Seul Ki Choi, Postdoctoral Fellow
Seul Ki Choi is currently a postdoctoral fellow for the Healthy Brain Research Network and at the OSA. She earned her Ph.D. in public health from the University of South Carolina. Her research interests include health policy process, health communication, health literacy, and Alzheimer’s disease awareness and caregiving practices.
Gelareh Rahimi, Graduate Research Assistant and Doctoral Student
Gelareh Rahimi, PhDc, is a graduate student pursuing a major in Biostatistics. She is now working with OSA as a graduate research assistant helping with statistical analysis and providing reports about ADRD Registry data. As for her dissertation, she is currently developing a method for misreporting adjustments in count models.
Kristie Kannaley, Masters Student
Kristie Kannaley is a 2nd year student in the Master of Speech Pathology program in the Department of Communication Sciences and Disorders (COMD). She is a student scholar of the Healthy Brain Research Network and also works as a research assistant at the university’s Aphasia lab. Kristie completed her MA degree in linguistics and earned a graduate certificate in Teaching English as a Foreign Language. She transitioned to COMD to develop skills and competencies for working with older adults in a clinical setting as a speech-language pathologist. Kristie is interested in caregiver support/education, patient advocacy, cognitive retraining, and feeding and swallowing interventions. She is also interested in the development of clear strategies and techniques to help individuals with dementia live more empowered lives. Kristie plans to pursue a career in the medical field following graduation.

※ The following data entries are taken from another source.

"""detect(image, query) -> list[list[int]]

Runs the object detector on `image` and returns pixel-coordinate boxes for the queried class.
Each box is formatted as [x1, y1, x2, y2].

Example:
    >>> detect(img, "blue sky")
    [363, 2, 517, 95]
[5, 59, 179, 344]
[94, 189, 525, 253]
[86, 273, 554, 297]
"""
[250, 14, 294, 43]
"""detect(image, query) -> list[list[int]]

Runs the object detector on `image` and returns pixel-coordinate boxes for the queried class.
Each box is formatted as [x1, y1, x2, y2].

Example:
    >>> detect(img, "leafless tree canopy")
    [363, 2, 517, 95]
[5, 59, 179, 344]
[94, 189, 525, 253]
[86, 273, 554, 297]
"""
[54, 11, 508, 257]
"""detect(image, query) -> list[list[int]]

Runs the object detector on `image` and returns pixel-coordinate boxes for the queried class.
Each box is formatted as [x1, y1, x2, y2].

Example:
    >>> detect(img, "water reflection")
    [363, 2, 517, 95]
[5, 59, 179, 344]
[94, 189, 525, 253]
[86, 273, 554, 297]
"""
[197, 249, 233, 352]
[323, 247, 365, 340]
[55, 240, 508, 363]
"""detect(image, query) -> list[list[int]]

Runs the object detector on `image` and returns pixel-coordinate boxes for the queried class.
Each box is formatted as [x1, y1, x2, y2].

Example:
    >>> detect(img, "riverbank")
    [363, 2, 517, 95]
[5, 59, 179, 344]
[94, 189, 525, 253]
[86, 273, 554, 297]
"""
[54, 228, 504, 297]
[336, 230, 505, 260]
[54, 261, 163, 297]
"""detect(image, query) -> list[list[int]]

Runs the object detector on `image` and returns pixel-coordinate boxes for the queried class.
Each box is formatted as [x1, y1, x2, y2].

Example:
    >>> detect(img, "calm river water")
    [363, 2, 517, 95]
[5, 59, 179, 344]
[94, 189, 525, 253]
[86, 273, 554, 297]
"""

Kate Olscamp, Masters Student
Kate Olscamp, a masters student in public health, is interested in the connection between physical activity and brain health, specifically how being active promotes positive mental health and cognitive functioning across the lifespan. She looks forward to studying the relationship between exercise and dementia, particularly in terms of how the connection is communicated to target groups. After graduation, Kate hopes to work within a government agency or nonprofit organization that strives to increase physical activity as a means of promoting optimal aging and cognitive health.
Weizhou Tang, Doctoral Student
Weizhou Tang is a PhD candidate from the College of Social Work who works with Dr. Friedman's team as a Healthy Brain Research Network scholar member. She also completed the Certificate of Graduate Study in Health Communication from the Arnold School of Public Health in Fall 2016. Weizhou’s current research interests are around family caregivers of persons with Alzheimer’s disease. She is mostly interested in using quantitative research methods to understand caregivers’ mental health across ethnic populations, and how it relates to coping skills, perceived social support, and care recipients’ behavioral problems. In addition, she would like to promote public awareness of cognitive health through effective health communication techniques.
Jameson Sofge, Doctoral Student
Jameson Sofge is a PhD candidate in the Department of Epidemiology and Biostatistics in the Arnold School of Public Health. He received an MS in Biomedical Sciences from Auburn University in 2014. He has also completed the Dementia Dialogues training program. Jameson’s current research interests focus on the impact of poor sleep, chronic stress, and chronic inflammation on Alzheimer's disease risk.